The 2011 Census shows there are approximately 5.8 million people providing unpaid care in England and Wales, representing just over one tenth of the population. The figure has grown by 600,000 since 2001. The largest growth was in those people who provide fifty or more hours unpaid care per week (the highest category of unpaid care analysed).

 ‘Carers at the heart of 21st Century Families and Communities’, Department of Health, 2008

The revised National Carers Strategy (2010) sets out priorities for carers and identifies the actions required to ensure the best possible outcomes for carers and those they support, including:-

  • supporting those with caring responsibilities to identify themselves as carers at an early stage
  • recognising the value of their contribution
  • involving them from the outset both in designing local care provision and in planning individual care packages
  • enabling those with caring responsibilities to fulfill their educational and employment potential
  • personalising support for carers and those they support, enabling them to have a family and community life
  • supporting carers to remain mentally and physically well.
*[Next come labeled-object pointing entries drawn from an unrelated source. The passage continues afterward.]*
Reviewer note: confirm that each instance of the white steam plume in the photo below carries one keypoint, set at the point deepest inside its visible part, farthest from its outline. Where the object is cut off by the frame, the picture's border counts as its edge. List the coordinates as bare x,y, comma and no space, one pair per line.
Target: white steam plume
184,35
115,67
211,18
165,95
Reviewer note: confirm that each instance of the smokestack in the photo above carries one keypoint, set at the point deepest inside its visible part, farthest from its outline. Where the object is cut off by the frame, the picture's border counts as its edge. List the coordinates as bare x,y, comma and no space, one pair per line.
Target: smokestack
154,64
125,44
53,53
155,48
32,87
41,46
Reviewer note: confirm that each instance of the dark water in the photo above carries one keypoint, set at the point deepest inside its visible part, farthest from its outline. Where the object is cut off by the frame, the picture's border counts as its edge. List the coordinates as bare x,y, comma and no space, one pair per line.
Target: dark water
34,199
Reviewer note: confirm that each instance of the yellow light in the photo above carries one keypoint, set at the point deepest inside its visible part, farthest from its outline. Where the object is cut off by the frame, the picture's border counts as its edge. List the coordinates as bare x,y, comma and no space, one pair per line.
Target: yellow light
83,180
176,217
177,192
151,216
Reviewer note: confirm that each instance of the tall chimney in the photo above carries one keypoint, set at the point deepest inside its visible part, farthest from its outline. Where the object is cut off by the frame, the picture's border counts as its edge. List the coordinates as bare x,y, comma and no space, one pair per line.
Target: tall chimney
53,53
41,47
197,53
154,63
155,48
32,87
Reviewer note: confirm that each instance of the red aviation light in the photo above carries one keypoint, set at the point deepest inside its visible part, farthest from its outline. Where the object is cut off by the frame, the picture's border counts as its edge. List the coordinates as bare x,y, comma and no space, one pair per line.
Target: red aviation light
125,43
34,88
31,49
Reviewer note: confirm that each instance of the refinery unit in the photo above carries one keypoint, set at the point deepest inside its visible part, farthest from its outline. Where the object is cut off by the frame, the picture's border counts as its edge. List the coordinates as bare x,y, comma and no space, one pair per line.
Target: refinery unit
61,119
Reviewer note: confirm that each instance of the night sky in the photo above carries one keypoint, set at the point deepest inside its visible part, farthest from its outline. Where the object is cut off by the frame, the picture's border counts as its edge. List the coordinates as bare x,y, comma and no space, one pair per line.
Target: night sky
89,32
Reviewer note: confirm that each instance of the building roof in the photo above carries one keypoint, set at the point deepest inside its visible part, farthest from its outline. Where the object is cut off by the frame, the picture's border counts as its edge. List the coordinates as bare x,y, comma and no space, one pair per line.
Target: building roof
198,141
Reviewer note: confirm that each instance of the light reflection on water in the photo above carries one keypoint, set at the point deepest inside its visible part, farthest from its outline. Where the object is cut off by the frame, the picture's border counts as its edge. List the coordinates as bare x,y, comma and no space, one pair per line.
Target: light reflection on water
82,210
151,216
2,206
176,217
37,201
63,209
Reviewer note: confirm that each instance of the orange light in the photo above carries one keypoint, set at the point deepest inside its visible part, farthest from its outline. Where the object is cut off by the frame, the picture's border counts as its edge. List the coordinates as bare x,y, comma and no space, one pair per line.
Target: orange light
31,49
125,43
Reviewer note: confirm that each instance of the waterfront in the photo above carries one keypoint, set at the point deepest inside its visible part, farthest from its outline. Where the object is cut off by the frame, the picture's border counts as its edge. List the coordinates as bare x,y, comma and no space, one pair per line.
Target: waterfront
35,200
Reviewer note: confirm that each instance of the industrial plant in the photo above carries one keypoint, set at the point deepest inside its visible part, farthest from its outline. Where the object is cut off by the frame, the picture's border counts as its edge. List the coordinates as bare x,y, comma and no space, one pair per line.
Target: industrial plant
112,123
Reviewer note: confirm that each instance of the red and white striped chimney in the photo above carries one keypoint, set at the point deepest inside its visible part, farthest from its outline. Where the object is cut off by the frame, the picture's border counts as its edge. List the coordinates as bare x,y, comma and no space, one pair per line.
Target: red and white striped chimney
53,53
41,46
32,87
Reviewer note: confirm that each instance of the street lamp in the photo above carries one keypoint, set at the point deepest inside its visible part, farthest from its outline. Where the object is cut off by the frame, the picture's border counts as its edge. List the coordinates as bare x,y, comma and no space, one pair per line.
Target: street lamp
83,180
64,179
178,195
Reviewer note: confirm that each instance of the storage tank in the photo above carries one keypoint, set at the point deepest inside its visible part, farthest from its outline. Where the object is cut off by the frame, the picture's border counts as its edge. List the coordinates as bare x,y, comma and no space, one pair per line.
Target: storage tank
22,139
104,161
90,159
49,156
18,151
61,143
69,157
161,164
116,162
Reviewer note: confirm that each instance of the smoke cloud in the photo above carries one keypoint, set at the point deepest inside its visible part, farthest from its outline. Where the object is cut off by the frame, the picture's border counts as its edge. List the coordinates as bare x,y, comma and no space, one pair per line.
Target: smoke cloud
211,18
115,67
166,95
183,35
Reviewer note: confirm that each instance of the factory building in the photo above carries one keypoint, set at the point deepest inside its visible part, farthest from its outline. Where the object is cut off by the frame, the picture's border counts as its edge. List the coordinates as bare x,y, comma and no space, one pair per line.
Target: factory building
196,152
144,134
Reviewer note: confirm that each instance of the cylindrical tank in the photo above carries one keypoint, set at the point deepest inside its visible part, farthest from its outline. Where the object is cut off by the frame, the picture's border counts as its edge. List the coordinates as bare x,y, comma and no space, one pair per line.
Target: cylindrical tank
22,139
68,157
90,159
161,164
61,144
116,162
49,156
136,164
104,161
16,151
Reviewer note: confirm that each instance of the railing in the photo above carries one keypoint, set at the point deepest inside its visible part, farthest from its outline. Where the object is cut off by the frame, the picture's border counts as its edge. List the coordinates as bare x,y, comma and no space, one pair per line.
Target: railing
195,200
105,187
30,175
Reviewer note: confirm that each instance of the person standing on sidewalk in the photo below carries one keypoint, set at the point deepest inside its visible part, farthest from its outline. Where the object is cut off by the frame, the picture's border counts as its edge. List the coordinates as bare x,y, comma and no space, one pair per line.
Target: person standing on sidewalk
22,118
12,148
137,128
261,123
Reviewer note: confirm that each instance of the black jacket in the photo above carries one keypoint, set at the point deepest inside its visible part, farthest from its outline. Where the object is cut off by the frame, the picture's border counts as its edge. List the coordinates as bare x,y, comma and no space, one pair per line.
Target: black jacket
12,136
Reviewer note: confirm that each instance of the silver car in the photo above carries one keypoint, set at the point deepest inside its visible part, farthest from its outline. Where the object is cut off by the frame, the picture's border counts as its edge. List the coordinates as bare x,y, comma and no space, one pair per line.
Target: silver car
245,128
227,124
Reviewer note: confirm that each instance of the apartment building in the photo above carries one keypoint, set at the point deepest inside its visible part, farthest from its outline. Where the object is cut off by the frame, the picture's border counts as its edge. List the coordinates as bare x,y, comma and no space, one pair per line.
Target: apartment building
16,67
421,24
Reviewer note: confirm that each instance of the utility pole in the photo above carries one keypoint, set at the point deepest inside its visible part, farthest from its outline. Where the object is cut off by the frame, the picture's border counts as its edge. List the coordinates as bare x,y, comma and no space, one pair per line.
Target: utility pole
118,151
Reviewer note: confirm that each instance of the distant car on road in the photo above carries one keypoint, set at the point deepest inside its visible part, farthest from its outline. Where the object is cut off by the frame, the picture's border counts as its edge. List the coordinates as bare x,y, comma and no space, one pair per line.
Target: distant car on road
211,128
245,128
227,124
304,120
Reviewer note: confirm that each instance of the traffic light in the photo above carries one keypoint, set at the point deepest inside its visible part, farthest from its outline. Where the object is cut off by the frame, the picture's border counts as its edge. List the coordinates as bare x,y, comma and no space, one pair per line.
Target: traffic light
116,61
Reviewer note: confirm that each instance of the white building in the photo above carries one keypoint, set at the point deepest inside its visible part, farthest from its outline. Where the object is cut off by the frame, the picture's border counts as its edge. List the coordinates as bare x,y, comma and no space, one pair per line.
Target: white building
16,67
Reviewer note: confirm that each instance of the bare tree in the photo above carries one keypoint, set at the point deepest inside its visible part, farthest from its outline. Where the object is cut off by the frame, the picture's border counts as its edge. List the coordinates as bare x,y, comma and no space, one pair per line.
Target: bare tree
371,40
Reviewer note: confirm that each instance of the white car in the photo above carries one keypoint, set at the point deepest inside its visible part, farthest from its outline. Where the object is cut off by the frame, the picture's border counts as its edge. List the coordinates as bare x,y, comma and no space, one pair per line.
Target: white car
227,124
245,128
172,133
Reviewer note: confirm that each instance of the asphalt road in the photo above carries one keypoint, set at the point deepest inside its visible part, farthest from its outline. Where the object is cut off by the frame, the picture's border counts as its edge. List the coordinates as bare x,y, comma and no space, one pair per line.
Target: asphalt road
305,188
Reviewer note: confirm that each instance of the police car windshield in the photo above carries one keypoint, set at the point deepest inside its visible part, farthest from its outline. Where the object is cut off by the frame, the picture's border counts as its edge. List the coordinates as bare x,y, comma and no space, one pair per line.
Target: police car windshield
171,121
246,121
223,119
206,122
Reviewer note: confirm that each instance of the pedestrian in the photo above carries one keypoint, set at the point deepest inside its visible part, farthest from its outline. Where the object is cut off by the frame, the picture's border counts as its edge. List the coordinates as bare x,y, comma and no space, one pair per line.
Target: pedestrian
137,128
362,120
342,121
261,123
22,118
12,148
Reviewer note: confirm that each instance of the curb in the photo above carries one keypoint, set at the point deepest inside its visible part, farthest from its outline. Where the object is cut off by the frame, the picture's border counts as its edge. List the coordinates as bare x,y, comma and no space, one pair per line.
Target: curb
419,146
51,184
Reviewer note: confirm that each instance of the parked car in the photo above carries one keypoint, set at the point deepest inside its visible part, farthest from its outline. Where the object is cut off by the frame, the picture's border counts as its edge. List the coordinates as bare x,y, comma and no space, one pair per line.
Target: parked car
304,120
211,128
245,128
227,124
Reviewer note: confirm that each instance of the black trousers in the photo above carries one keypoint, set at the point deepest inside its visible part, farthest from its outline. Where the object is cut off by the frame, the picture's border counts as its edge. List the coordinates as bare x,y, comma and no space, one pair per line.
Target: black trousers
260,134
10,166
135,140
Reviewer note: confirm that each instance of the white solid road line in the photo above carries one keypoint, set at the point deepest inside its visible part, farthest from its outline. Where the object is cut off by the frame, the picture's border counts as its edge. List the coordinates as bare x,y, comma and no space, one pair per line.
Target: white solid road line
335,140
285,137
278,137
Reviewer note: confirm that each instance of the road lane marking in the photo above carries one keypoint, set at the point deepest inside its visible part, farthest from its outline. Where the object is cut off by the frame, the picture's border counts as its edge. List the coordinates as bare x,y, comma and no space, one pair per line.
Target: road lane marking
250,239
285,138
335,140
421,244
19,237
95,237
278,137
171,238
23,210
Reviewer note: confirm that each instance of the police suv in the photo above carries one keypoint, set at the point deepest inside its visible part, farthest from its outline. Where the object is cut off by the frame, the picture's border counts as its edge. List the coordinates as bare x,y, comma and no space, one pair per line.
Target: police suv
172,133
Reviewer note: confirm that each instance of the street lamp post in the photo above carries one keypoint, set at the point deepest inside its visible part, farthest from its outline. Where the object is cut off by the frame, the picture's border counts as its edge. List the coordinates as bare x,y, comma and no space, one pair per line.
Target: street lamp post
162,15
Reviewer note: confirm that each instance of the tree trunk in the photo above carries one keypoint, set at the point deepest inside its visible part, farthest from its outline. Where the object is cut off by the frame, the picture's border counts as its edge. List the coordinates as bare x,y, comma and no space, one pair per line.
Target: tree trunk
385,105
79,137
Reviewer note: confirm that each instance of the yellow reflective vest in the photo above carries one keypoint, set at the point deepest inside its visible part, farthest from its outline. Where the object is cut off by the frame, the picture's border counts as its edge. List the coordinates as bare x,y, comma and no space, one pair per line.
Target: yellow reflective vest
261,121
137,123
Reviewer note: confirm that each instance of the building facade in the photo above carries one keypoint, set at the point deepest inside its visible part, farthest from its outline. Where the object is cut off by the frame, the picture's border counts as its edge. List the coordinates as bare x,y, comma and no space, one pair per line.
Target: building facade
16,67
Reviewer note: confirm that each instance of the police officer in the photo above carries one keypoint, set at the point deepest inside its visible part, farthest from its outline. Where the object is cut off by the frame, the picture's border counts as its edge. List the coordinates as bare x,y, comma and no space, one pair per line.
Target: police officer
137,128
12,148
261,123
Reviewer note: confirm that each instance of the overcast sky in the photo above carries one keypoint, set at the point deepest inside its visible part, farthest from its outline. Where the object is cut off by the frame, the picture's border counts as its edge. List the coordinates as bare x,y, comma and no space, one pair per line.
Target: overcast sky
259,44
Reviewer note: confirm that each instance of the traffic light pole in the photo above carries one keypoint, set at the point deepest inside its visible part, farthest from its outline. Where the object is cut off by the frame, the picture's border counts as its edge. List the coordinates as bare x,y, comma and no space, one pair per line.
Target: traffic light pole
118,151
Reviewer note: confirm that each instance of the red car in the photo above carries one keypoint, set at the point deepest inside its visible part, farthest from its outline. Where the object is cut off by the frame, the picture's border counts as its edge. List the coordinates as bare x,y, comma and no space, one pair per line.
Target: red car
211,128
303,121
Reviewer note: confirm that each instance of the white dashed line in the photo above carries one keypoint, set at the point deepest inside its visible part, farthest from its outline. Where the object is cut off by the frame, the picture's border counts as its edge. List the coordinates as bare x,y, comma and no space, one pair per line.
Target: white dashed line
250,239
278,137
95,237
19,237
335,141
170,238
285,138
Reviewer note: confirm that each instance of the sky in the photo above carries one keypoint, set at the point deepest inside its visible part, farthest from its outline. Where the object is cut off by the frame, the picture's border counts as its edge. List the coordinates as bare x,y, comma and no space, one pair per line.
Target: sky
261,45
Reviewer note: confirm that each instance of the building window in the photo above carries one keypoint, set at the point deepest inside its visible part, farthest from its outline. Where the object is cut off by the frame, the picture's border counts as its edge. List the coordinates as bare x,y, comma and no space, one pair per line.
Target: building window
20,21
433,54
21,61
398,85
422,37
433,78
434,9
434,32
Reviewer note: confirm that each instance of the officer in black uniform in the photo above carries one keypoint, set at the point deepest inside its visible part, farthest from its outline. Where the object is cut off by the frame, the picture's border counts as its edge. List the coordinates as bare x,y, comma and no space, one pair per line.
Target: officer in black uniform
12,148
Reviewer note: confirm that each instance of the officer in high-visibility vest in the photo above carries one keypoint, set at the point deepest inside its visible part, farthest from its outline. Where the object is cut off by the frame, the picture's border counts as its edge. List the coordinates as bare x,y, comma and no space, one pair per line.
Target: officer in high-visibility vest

“Our NHS care objectives: a draft mandate to the NHS Commissioning Board”, Department of Health, 2012

This document highlights carers, focusing on early identification of carers, positive experience of caring, working collaboratively, enhancing quality of life for carers of people with long term conditions, improved co-ordination, opportunities, information and support to take an active role in decisions about care and treatment, etc.

Care Act, 2014

The Care Act provides an ideal opportunity to capitalise on the new focus on the importance of working more closely with carers and the responsibility placed on Local Authorities to undertake a Carer’s Assessment. In addition, the Care Act emphasises:

  • ‘Parity of esteem’ for carers & cared-for
  • Principles of well-being & personalisation
  • Universal rights to information & advice
  • Right to carer’s assessment & support plan

This Act creates a single duty to undertake a “carer assessment”. The aim of the assessment is to determine whether the carer has support needs and what those needs may be. A “carer” is defined as any adult who is caring, or intends to care, for another adult. This duty replaces existing duties previously described in the Carers (Recognition and Services) Act 1995 and section 1 of the Carers and Disabled Children Act 2000. However, the new duty does not require (as the previous provision did) that the carer must be providing “substantial care on a regular basis”.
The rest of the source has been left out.